It is interesting to note that the quantity of dew which falls upon an area is generally proportioned to the amount of living vegetation which it bears. The surfaces of leaves are very efficient agents of radiation, and the tangle which they make offers an amount of heat-radiating area many times as great as that afforded by a surface of bared earth. Moreover, the ground itself can not well cool down to the point where it will wring the moisture out of the air, while the thin membranes of the plants readily become so cooled. Thus vegetation by its own structure provides itself with means whereby it may be in a measure independent of the accidental rainfall. We should also note the fact that the dewfall is a concomitant of cloudless skies. The quantity which is precipitated in a cloudy night is very small, and this for the reason that when the heavens are covered the heat from the earth can not readily fly off into space. Under these conditions the temperature of the air rarely descends low enough to favour the precipitation of dew.

Having noted the process by which in the rain circuit the water leaves the sea and the conditions of distribution when it returns to the earth, we may now trace in more detail the steps in this great round. First, we should take note of the fact that the water after it enters the air may come back to the surface of the earth in either of two ways—directly in the manner of dewfall, or in a longer circuit which leads it through the state of clouds. As yet we are not very well informed as to the law of the cloud-making, but certain features in this picturesque and most important process have been tolerably well ascertained.
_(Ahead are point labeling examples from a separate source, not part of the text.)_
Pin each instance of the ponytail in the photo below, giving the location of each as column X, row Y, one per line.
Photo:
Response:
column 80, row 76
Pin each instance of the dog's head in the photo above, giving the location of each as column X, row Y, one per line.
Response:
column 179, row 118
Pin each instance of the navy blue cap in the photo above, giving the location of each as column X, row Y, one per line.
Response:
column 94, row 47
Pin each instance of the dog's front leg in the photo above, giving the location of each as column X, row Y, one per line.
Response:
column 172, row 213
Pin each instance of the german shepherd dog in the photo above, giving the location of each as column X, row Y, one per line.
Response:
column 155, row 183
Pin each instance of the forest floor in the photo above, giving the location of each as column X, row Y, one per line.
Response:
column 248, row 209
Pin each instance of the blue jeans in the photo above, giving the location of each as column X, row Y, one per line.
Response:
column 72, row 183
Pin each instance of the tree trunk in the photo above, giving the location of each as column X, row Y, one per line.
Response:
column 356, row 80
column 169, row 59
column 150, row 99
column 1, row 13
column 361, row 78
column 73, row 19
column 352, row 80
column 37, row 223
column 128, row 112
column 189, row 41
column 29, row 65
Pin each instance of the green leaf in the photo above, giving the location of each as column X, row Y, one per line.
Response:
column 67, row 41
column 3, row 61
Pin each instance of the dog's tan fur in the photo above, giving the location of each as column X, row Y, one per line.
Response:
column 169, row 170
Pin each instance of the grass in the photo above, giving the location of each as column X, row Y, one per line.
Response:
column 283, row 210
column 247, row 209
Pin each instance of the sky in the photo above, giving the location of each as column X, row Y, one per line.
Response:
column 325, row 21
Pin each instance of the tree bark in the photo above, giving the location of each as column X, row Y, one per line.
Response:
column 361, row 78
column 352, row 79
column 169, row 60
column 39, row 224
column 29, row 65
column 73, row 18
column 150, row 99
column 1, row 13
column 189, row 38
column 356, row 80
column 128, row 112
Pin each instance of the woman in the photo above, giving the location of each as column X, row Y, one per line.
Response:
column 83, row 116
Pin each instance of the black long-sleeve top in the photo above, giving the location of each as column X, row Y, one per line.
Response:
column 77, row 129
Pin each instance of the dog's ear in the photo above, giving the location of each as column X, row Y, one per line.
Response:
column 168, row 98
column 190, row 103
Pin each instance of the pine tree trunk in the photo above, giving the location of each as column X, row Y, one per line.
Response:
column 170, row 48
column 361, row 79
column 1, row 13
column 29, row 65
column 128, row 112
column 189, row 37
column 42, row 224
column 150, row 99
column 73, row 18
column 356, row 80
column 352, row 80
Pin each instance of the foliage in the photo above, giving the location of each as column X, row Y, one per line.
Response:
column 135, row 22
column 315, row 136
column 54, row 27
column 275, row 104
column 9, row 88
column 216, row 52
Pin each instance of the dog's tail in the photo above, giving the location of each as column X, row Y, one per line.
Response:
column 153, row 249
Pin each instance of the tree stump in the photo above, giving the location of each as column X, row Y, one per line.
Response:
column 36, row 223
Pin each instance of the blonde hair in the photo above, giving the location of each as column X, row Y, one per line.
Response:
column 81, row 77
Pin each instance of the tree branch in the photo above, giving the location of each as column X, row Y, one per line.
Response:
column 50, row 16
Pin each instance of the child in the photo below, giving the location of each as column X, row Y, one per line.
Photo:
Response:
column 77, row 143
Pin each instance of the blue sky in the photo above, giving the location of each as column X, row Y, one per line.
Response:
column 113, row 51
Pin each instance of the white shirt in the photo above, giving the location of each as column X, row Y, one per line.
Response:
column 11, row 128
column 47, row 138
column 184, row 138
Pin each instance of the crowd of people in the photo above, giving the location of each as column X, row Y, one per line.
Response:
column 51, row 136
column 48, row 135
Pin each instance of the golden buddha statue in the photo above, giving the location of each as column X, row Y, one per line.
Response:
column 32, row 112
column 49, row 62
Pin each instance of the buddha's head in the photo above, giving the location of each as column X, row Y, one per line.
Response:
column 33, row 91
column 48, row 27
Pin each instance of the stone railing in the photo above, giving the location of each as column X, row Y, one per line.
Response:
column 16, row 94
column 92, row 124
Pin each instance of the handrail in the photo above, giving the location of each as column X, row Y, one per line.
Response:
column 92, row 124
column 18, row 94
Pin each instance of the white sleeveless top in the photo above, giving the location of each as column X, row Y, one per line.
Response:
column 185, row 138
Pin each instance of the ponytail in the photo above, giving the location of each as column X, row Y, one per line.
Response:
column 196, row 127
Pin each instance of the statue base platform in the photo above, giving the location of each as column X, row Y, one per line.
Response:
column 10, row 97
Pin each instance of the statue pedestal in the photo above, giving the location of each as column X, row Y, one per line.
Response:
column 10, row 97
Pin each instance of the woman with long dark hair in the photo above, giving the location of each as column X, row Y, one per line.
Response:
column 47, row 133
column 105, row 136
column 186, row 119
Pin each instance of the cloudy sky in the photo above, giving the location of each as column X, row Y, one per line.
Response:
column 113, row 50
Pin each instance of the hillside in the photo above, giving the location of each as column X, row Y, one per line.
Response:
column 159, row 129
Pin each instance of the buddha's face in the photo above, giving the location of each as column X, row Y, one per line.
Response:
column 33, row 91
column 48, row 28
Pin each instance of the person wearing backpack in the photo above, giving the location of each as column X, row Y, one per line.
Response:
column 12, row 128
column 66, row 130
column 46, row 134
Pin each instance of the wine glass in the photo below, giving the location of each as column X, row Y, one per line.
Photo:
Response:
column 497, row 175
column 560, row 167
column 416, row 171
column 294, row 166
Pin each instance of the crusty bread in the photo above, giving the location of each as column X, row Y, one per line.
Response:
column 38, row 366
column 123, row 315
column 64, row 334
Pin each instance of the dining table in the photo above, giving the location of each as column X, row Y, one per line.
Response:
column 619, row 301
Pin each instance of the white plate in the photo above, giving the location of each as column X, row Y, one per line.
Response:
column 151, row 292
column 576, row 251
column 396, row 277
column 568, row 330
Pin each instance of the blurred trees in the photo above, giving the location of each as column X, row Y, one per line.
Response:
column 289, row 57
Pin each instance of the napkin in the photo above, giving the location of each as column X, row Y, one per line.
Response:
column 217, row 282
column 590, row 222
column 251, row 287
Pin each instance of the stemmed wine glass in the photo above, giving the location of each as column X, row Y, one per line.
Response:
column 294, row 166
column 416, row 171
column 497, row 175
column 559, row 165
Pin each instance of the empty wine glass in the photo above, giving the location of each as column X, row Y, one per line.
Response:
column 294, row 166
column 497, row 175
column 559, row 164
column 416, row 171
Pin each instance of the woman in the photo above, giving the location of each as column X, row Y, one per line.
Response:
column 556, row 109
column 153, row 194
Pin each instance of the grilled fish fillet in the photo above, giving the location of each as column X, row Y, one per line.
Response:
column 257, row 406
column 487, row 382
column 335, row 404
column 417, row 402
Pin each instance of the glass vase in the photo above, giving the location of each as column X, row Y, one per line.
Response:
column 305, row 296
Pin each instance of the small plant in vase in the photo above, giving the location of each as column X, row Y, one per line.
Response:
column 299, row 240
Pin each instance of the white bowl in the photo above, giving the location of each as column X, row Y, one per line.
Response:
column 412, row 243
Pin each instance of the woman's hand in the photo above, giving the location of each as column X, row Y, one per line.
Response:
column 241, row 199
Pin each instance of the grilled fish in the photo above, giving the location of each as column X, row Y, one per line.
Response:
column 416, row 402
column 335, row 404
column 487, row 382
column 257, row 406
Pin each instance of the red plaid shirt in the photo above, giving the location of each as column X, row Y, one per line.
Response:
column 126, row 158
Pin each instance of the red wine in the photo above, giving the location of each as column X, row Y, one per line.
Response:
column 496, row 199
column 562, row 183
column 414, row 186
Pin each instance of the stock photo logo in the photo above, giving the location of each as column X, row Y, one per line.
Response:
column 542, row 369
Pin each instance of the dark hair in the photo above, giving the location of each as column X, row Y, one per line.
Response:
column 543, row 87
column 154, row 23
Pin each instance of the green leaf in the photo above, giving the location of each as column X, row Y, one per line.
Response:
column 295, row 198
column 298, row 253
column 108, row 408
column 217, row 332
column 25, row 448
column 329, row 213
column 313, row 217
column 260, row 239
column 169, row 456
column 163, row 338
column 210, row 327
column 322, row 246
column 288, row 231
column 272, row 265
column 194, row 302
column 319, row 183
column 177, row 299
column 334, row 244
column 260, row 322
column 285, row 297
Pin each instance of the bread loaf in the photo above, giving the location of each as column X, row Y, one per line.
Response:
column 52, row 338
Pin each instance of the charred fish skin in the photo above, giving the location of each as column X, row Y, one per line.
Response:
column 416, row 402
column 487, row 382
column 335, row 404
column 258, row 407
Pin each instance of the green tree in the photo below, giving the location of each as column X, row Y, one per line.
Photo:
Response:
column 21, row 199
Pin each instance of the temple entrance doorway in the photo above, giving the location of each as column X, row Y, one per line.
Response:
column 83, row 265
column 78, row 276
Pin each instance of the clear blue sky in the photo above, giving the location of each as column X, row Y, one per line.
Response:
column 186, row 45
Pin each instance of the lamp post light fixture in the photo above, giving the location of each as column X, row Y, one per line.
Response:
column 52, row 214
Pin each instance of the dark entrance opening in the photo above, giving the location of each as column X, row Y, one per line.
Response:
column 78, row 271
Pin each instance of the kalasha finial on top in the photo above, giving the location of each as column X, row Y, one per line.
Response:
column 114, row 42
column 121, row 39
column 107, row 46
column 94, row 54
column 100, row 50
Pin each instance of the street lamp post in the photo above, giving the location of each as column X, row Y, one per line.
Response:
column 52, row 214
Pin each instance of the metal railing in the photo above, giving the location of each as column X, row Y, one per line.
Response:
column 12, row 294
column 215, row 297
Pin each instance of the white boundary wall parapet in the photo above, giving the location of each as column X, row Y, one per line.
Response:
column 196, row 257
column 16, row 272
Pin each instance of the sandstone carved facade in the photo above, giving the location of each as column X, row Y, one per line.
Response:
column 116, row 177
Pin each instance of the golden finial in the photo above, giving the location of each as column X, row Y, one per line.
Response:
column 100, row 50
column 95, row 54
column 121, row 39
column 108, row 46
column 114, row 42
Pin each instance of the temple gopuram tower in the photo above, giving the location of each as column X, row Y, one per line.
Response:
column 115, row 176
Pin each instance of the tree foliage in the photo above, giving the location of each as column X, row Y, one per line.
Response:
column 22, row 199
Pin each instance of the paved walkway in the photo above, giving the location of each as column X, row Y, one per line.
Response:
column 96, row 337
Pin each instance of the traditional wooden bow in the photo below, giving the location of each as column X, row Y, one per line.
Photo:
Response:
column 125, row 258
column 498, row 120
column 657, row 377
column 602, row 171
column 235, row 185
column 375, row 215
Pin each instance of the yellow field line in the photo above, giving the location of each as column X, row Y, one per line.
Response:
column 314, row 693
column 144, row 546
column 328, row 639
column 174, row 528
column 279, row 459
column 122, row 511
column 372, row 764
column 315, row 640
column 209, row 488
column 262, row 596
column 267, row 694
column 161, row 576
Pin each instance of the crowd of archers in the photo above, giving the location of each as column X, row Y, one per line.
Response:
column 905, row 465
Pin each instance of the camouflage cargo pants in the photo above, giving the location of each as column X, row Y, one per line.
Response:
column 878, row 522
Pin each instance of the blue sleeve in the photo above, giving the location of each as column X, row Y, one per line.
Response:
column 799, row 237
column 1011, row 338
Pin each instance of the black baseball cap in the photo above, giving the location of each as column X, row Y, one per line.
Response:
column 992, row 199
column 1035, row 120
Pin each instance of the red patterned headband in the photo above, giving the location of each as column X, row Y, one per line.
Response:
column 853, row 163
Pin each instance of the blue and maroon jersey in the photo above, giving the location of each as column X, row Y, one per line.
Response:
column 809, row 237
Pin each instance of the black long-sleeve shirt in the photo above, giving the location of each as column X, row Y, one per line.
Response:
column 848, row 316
Rising upward from the sea, the vapour of water commonly remains transparent and invisible until it attains a considerable height above the surface, where the cooling tends to make it assume again the visible state of cloud particles. The formation of these cloud particles is now believed to depend on the fact that the air is full of small dust motes, exceedingly small bits of matter derived from the many actions which tend to bring comminuted solid matter into the air, as, for instance, the combustion of meteoric stones, which are greatly heated by friction in their swift course through the air, the ejections of volcanoes, the smoke of forest and other fires, etc. These tiny bits, floating in the air, because of their solid nature radiate their heat, cool the air which lies against them, and thereby precipitate the water in the manner of dew, exactly as do the leaves and other structures on the surface of the earth. In fact, dew formation is essentially like cloud formation, except that in the one case the water is gathered on fixed bodies, and in the other on floating objects. Each little dust raft with its cargo of condensed water tends, of course, to fall downward toward the earth's surface, and, except for the winds which may blow upward, does so fall, though with exceeding slowness. Its rate of descent may be only a few feet a day. It was falling before it took on the load of water; it will fall a little more rapidly with the added burden, but even in a still air it might be months or years before it would come to the ground. The reason for this slow descent may not at first sight be plain, though a little consideration will make it so.